Right… so do I need a Vitamin D supplement?

That little bit of extra summer sun exposure you may be getting is beneficial, but may not be enough to combat poor sleep. Whether or not you’re currently supplementing Vitamin D, here are a few things to consider: 

  • Are you deficient? How much should you be taking? Does this amount change seasonally based on where you live? These are all GREAT questions to discuss with your doctor to ensure you’re getting the amount of Vitamin D you need. 
  • Are you taking Vitamin D with food? Vitamin D is fat soluble which means that it should be taken with certain foods to ensure the best absorption of the supplement.
  • Have you analyzed your diet? Are you eating foods that contain Vitamin D (mushrooms, egg yolks, cheese, salmon are a few examples). These are good to mention to your doctor as well.
  • How much sun are you getting? Are you wearing sunscreen when you’re in the sun? How long are you in it and where? Why do these things matter? You cannot get the Vitamin D benefits of sunshine through a glass window or with sunscreen on. 

The takeaway? Vitamin D is important but you should talk with your doctor first about your individual needs. 

Additional summer sleep hacks

Woman journaling as part of her bedtime routineWoman journaling as part of her bedtime routine

Outside of Vitamin D, here are a few more things to consider implementing to help you get the Z’s you deserve:

  • Temperature: Keep the temperature of your bedroom in that 60 to 67 degree zone by using the AC or opening up the windows for a cool breeze. You can also utilize a fan to help your body regulate your temp while you sleep.
  • Sleep schedule: Late nights happen but if you’re going to bed super late a few days a week, it is enough to make you feel jetlagged during the day. The more structure around your sleep, the more your body adapts to that schedule, and the better sleep you will get. 
  • Screen time: Turn off the TV, put down the phone, and opt for a book instead or journal to start relaxing. The less blue light you’re seeing heading into nighttime, the better for your circadian rhythm. 
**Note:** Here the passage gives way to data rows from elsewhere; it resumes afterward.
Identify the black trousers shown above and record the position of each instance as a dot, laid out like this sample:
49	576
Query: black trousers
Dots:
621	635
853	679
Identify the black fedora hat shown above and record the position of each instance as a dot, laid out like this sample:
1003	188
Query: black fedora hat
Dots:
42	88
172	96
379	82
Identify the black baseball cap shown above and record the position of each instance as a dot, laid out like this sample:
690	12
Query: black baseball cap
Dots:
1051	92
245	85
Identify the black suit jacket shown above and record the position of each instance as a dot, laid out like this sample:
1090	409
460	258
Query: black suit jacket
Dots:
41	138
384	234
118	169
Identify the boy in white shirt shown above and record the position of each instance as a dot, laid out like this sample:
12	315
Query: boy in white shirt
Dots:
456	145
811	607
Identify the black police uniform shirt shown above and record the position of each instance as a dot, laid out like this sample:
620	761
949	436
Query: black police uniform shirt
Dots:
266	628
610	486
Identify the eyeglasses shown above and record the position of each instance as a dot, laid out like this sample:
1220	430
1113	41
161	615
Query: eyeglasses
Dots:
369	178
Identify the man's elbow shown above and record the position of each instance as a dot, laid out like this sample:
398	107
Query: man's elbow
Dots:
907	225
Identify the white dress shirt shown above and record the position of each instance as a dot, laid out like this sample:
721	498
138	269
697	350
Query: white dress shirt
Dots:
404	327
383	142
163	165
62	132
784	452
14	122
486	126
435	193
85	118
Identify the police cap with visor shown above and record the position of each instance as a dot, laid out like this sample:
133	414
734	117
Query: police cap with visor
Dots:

Plus, a Happsy organic mattress, of course!

Comfort is HUGE for a good night’s rest and knowing you’re going to bed without the toxic chemicals helps a mind rest easy. Plus organic mattress materials are inherently more breathable than petroleum-based foams that make you feel hot and sweaty. Getting a Happsy organic mattress may just be the summer self care you need.

Everyone is different, and some sleep factors are simply out of your control (like the big, cuddly dog you may share a bed with!). But experimenting with the things you can do to help your body settle down at night, can be extremely beneficial for you to be your best, most rested self all summer long.